The president signed an order for the US to rejoin the Paris Agreement, a gesture seeking to reestablish Washington’s leadership in the fight against climate change and fulfilling one of his main campaign promises.
The executive order once again makes the US a signatory to the Paris Climate Accord, from which Trump formally withdrew the country on Nov. 4, 2020, one day after the presidential election but more than two years after he had announced he would do so in June 2017.
Biden also signed another executive order preventing the US from leaving the World Health Organization, that now-cancelled withdrawal process initiated by Trump and scheduled to become effective in July 2021.
Biden had said that one of his first official acts in office would be to halt the process launched by Trump last July to pull Washington out of the WHO, an entity from which the former president had also withdrawn funding, a major blow given that the US was the WHO’s greatest contributor.
Among the other executive orders Biden is signing on Wednesday are the following:
– Ending Trump’s ban on the arrival of citizens from seven Muslim-majority nations.
– Allowing the Department of Homeland Security and other federal agencies to set immigration enforcement policies, this being a shift Trump’s executive order directing the DHS’s controversial and harshly criticized – by Democrats – measures to prevent illegal migration into the US, mainly across the border with Mexico.
– Rescinding the Trump administration’s directive not to count non-US citizens in this country in the Census, a directive that would have resulted in a significant undercount of the people in the US and a misallocation of government funding, not to mention a misapportionment of seats in Congress.
– Maintaining the freeze on federal student loan repayments through at least the end of September 2021.
– Implementing Covid health protocols – specifically facemask wearing and social distancing – on federal property nationwide, including federal lands and buildings and for all federal employees and contractors.
The president’s executive order on Covid also launched the so-called “100 Days Masking Challenge” asking everyone to wear a facemask for up to 100 days in a bid – which health authorities have said can be very efficacious – to limit the spread of the disease, which has killed at least 400,000 people in this country, according to the independent tally being kept by The Johns Hopkins University. The past year’s death toll in the coming days will exceed the total US death toll of some 405,000 in World War Two over Washington’s three-and-a-half-year involvement.
– Creating the new position of “Covid-19 response coordinator,” an official who will coordinate the federal government’s response to the pandemic, including the vaccine rollout, and who will report directly to the president.
– Halting construction of Trump’s much-touted border wall along the frontier with Mexico, a move the ex-president put in place in an effort to halt land entry into the US by that route by illegal migrants.
– Extending the federal moratorium on tenant evictions and mortgage foreclosures – which was set to expire on Jan. 31 – through the end of March 2021.
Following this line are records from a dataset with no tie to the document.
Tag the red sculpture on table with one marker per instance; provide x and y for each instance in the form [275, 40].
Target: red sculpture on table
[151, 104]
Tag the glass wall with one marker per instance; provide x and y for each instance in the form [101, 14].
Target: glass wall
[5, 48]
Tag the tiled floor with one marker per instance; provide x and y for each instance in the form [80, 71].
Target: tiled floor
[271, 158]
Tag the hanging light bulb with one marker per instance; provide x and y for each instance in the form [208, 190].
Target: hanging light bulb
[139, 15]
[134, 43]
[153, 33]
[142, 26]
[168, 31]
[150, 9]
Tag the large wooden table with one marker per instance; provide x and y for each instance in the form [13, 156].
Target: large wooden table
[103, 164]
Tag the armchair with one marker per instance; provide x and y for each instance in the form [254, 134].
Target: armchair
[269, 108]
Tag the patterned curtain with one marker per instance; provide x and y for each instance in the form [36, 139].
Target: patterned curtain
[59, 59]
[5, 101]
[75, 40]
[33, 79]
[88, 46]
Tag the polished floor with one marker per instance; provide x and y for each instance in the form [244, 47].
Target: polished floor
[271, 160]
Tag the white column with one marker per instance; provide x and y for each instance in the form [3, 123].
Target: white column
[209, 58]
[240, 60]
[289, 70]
– Increasing the protections for so-called “Dreamers” by preserving the Deferred Action for Childhood Arrivals (DACA) Program.
The Dreamers are the hundreds of thousands of undocumented immigrants brought into the US, usually by their parents, as minors and who might have faced expulsion as illegal aliens under Trump’s harsher anti-immigrant policies.
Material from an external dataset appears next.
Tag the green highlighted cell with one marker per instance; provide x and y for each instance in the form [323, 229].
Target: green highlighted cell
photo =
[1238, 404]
DACA was implemented by former President Barack Obama in mid-2012 and allows some “Dreamers” with unlawful presence in the US to receive a renewable two-year period of deferred action from deportation and become eligible for a work permit, however the Trump administration in September 2017 announced plans to phase out DACA, triggering several lawsuits challenging that move, as well as injunctions temporarily halting it.